My mother tells the story from that time period that when she entered high school at George Washington High School (you should look up a picture of the school online—you will be astonished at the size of this structure), she had only one blouse to wear to school. She probably only had one skirt, too, but it was the blouse that she had to wash by hand each night, dry in the kitchen over the stove, and iron in the morning to be fresh and clean each day. It was red and she loved it (at first), but the routine of keeping it clean was tedious. They didn’t have money to spend on more clothes for her, so that blouse had to be sufficient for a long time. Her dream of the future before the stock crash was to attend Vassar College. Her Uncle C.B. had promised that he would send her there. He was an executive with Standard Oil and a millionaire, to boot. He lost most of his money in the crash, and even though he sued the stock firm which had managed his investments, he recouped very little of the pile he had accumulated. Poof! Went the dream of Vassar. When Eileen completed high school, her father was sick with a lung infection and had developed pneumonia.
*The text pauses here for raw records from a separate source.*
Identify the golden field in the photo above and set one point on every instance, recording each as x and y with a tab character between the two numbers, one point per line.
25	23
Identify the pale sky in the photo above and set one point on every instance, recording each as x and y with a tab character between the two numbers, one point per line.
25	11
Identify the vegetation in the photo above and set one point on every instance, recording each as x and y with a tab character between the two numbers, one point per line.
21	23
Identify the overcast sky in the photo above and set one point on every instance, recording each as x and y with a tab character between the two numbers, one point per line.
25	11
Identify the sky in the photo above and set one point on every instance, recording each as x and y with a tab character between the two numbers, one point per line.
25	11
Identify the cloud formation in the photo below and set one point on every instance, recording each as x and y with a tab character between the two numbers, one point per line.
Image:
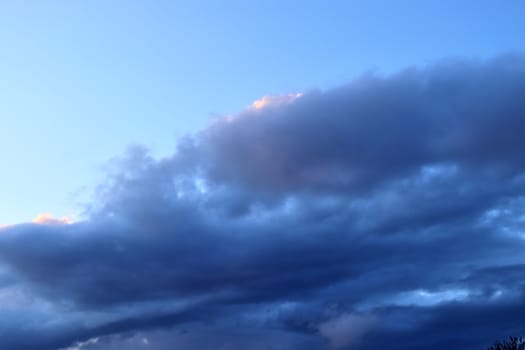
389	211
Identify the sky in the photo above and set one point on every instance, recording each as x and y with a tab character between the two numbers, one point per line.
261	175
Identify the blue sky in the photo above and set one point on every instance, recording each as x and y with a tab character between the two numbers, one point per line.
308	176
82	80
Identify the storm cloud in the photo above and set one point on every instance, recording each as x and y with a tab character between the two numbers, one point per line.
388	211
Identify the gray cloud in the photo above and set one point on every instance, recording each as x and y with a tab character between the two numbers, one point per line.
399	198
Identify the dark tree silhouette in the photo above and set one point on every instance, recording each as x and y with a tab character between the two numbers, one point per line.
513	343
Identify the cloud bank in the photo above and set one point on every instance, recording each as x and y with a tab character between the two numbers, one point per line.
386	212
The drug of choice to combat infection at that time was sulfa compound; unfortunately, the federal approval to use the new wonder drug, Penicillin, had not been granted yet, so Great-Grandpa James died in the year just after Eileen graduated from high school – 1939.

Here is the a model image of the high school my mom refers to. Thanks for reading about my personal family history.

1 comment:

  1. Thanks for sharing this!

    Your family history is really interesting.